Joseph Bamat has written the following report on the reasons why thousands of people displaced by the January 12 earthquake in Port-au-Prince, especially mothers and children, now face a heightened HIV threat. Here are some excerpt from the article, which you can access through the link below.
Haiti’s vital HIV/AIDS support and prevention networks are slowly resuming their work, the United Nations’ programme for HIV/AIDS (UNAIDS) has told France24.com. As the recovery phase in the earthquake-stricken country continues, AIDS response organisations are regrouping staff and locating patients who had been receiving antiretroviral treatment (ART). But UNAIDS warns that Haitians, especially the thousands of displaced people, face an exacerbated HIV threat that could undermine all future reconstruction. “We have 120,000 people living with HIV in Haiti; more than half of them are women. Neglecting HIV will compromise the social development of Haiti,” says Ernesto Guerrero, UNAIDS country coordinator for Haiti. . . .
Haiti is the country with the worst AIDS epidemic in the Caribbean. It is home to half of all people living with HIV in the region and has a prevalence rate that doubles that of it’s neighbour the Dominican Republic. The UN estimates that about 16 percent of HIV-positive Haitians were taking antiretroviral drugs before the quake, and that 57 percent of all those infected were living in the affected areas. The ART centres that UNAIDS supports have suffered considerable damage, including the destruction of buildings and equipment, as well as human losses. Staff reported the destruction of medical supplies and lack of formula milk, which is used to prevent transmission from HIV-positive mothers to their children through breast milk. . . .

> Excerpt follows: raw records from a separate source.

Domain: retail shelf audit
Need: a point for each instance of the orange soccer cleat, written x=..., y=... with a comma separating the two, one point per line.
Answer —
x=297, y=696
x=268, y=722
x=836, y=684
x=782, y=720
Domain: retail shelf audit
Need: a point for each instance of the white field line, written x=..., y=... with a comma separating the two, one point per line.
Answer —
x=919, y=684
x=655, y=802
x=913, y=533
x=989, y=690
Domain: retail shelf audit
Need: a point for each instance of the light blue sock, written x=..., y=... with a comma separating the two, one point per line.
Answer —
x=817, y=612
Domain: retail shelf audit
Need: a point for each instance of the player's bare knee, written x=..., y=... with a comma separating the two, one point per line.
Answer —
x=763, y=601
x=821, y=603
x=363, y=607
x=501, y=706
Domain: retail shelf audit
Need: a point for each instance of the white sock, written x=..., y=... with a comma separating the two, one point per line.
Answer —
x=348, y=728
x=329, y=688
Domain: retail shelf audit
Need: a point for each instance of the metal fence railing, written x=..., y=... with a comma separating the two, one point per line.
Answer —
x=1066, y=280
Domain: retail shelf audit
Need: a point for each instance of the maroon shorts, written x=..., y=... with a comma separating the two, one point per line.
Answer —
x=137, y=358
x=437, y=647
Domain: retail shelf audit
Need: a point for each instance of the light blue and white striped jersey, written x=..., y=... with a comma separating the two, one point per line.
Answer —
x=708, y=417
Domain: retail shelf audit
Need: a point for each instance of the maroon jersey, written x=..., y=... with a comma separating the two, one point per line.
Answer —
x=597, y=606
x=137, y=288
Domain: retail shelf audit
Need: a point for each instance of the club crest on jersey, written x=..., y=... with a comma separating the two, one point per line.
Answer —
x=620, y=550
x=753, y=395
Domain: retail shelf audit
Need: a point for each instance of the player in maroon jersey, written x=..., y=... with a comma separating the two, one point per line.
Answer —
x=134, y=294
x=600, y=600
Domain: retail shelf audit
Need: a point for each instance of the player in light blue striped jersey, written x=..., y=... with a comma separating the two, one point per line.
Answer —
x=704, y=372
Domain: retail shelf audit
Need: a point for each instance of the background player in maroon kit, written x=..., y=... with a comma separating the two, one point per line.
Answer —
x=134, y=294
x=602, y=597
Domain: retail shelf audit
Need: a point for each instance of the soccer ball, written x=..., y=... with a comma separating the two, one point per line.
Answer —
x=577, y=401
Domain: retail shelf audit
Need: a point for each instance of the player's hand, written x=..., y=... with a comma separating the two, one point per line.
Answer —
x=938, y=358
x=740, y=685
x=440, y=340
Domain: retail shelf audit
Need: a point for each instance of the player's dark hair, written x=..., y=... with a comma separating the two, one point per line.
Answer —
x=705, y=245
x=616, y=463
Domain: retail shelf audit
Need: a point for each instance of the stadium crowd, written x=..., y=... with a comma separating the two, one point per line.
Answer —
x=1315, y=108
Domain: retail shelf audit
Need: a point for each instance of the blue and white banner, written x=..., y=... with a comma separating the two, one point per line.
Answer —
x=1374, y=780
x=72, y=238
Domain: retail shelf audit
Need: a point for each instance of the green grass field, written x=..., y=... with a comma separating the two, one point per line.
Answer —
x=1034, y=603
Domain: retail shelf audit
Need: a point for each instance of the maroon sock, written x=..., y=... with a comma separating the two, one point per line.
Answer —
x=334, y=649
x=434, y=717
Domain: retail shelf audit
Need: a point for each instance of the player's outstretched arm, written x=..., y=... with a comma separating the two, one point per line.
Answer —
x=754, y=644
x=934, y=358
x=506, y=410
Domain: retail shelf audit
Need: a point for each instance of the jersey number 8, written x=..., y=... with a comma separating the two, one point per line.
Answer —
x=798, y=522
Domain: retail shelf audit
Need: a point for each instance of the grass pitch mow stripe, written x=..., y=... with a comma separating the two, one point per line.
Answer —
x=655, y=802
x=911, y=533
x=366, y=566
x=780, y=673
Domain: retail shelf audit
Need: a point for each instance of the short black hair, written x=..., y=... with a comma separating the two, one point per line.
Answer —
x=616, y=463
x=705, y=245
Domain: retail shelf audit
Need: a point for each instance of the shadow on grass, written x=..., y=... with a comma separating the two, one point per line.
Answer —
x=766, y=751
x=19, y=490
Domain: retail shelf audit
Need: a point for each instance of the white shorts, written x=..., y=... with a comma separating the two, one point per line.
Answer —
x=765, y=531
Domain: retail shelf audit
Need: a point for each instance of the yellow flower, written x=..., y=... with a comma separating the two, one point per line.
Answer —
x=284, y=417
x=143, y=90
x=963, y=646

At a time when international experts assert that Haiti’s reconstruction will not start from zero, but from less than, Guerrero stresses that, contrary to first impressions, AIDS patients should be a priority in the recovery efforts. “It was difficult to make emergency responders understand the risk at first,” confesses Guerrero. UNAIDS is anxious about the tens of thousands of displaced Haitians, especially mothers and their children, who it says now face a heightened HIV threat. . . . While unsanitary conditions and scarcity of food presents a mortal danger to HIV-positive people, the radical disruption of normal life can also lead to new infections. HIV-positive mothers risk infecting their children by changing established nursing habits, and displaced mothers and children are often the victims of sexual violence.
Moreover, a failure to combat the epidemic in the aftermath of the quake could produce an explosion of HIV drug resistance. “An interruption in the administration of drugs, even temporarily, or change to an improper protocol can lead to a person developing strains of HIV resistant to drugs,” explains Guerrero. “Also these new strains can be transmitted to other people, whether they are living with HIV or not.” With an estimated 20 percent of patients not having returned to ART centres, UNAIDS and local organisations’ action will prove decisive in shaping the future of Haiti. “There is good reason to make great efforts to find them and ensure they continue their treatment,” Guerrero insists.